If we only see the problems and only hear what is going wrong, we have no hope that the future can be better. If we only hear about progress and what is going right, we become complacent and lose sight of the problems the world is facing. Both of these narrow perspectives have the same consequence: they leave us doing nothing — they are worldviews that paralyze us.
But that I like it doesn’t make it any less of a sermon.
For example, is it true that people being only given good news is “equally damaging” as only being given “bad news”? That doesn’t seem very likely! There is surely research one could do, and probably research that has already been done. Like:
Do people who focus on positive developments in the world volunteer more, or less, than people who focus on negative ones?
Are optimists more likely to donate to charity?
Why is it unhelpful, or repugnant, to “gloss over” “the problems” “people” “are facing”? Surely it’s okay to gloss over some problems, like an extremely rich person sad they won’t meet a specific net worth goal because their taxes rose a little bit. When I pay close attention, the argument in this sermon - like the argument in any sermon - isn’t very strong.
But I don’t mind in this case, and usually don’t focus on those finicky details. Because I am a willing member of the relevant congregation. The feeling that the sermon wants to lift up in me - that the world is fast-improving and that, nevertheless, our energies are needed to resolve the remaining problems - is a feeling I endorse!
The Sermon Dance
If you notice you’re reading a sermon, I advise the following procedure.
Figure out what it wants to make you feel.
If you want to feel that way, read on!
If you want to feel the opposite of that way, take a breath. Realize that what you’re reading isn’t for you, and that hate-reading a sermon will likely entrench your beliefs in an unreasonable way. It’s easy to fool yourself into thinking you’re reading “that side’s best arguments”. But you’re not.
If you’re neutral, read carefully. The sermon is trying to create a certain resonant structure in your mind, built out of your feelings. You probably shouldn’t let it.
After reading, take a minute to reflect.
Are there any obvious weak points? (Yes.)
Are there any fuzzy definitions?
If you imagine sharing the sermon with someone who doesn’t already agree, do you automatically feel a little cringe reaction, because you know they just won’t get it?
Temper strong emotions.
If you’re mad at how wrong it all is, consider that this is a waste of time, in a way that objecting to an incorrect factual piece isn’t. You’re mad at them for playing one game in violation of another game’s rules.
If you’re champing at the bit to share the piece, to trumpet its perspective from the mountaintops, remember the things you reflected on in step two. Hang up the dazzling raiment of feelings you just acquired in your closet, next to many others. Don’t wear it every day for a month.
Notice how you feel.
If you feel disquieted, or unsettled, or otherwise icky, consider stopping reading that sort of thing. If you keep seeing sermons you hate in the same places, stop going to those places!
If you feel good, enjoy that feeling. All else equal, it’s good to be motivated! Just make sure you supplement your sermons with actual ground truth, too.

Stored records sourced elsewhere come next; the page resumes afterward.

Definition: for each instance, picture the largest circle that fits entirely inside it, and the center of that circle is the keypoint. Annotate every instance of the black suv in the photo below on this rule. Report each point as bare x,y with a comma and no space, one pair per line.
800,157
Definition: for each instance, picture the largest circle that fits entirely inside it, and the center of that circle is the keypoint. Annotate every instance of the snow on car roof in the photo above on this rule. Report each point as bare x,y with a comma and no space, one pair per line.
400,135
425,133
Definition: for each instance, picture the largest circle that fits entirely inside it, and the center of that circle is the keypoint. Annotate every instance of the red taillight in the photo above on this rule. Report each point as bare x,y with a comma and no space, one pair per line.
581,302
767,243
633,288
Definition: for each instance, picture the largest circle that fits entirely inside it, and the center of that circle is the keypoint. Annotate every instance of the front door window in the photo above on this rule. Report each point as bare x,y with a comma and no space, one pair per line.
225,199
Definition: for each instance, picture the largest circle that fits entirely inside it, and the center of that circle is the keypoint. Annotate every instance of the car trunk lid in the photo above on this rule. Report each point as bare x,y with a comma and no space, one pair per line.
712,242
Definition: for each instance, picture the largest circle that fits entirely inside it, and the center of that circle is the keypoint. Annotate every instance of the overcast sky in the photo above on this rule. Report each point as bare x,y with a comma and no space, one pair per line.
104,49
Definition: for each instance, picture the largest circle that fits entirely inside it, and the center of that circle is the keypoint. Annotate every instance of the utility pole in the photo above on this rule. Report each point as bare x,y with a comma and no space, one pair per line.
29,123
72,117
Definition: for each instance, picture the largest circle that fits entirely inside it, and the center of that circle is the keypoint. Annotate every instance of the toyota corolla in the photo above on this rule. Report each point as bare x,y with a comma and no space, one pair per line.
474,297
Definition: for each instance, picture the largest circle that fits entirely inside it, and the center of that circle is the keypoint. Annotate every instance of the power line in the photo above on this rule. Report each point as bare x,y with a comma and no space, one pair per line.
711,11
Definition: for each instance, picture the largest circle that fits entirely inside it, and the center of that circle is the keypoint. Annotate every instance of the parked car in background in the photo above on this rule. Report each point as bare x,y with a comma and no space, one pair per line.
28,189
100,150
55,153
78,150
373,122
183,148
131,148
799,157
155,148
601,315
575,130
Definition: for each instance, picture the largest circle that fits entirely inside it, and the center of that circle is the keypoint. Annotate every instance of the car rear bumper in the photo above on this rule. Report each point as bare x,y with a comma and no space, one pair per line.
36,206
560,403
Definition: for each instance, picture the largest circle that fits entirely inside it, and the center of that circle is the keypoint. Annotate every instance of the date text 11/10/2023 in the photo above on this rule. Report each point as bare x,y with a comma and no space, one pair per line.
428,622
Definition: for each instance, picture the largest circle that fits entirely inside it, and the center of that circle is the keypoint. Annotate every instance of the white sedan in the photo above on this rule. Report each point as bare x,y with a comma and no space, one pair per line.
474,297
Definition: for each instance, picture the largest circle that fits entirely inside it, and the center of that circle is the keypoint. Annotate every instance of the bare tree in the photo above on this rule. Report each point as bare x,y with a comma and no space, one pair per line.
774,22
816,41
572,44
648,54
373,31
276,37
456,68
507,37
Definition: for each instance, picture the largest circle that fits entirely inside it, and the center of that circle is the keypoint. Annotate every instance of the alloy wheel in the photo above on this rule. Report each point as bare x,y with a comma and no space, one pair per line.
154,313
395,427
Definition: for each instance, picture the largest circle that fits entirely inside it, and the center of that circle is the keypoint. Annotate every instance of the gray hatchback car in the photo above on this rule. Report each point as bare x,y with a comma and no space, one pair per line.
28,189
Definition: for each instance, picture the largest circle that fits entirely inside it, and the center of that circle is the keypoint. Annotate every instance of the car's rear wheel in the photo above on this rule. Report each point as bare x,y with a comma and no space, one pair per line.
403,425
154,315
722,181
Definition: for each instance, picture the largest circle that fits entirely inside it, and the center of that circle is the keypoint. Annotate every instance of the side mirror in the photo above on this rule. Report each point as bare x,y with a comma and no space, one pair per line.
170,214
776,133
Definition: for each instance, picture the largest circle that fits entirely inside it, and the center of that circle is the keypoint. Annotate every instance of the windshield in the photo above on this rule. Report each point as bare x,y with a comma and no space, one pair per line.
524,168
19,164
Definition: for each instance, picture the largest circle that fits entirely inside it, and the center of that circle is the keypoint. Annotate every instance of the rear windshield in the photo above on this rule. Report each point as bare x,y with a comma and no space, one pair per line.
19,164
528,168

I try to stop reading, when I discover a sermon is on the theme of “the current generation has forgotten the old wisdom”, or “people these days refuse to grow up”, because the feelings those inspire in me aren’t useful, and they don’t, to me, have the ring of truth.
I read and savor, when I discover a sermon about the value of careful thinking, or applying universal game-theoretical principles, or donating money to improve the world, because I am (and want to be) inspired by all those things.
But most of the battle is just noticing that something is a sermon, and, rather than being swept along with (or against) its ghostly congregation, to decide.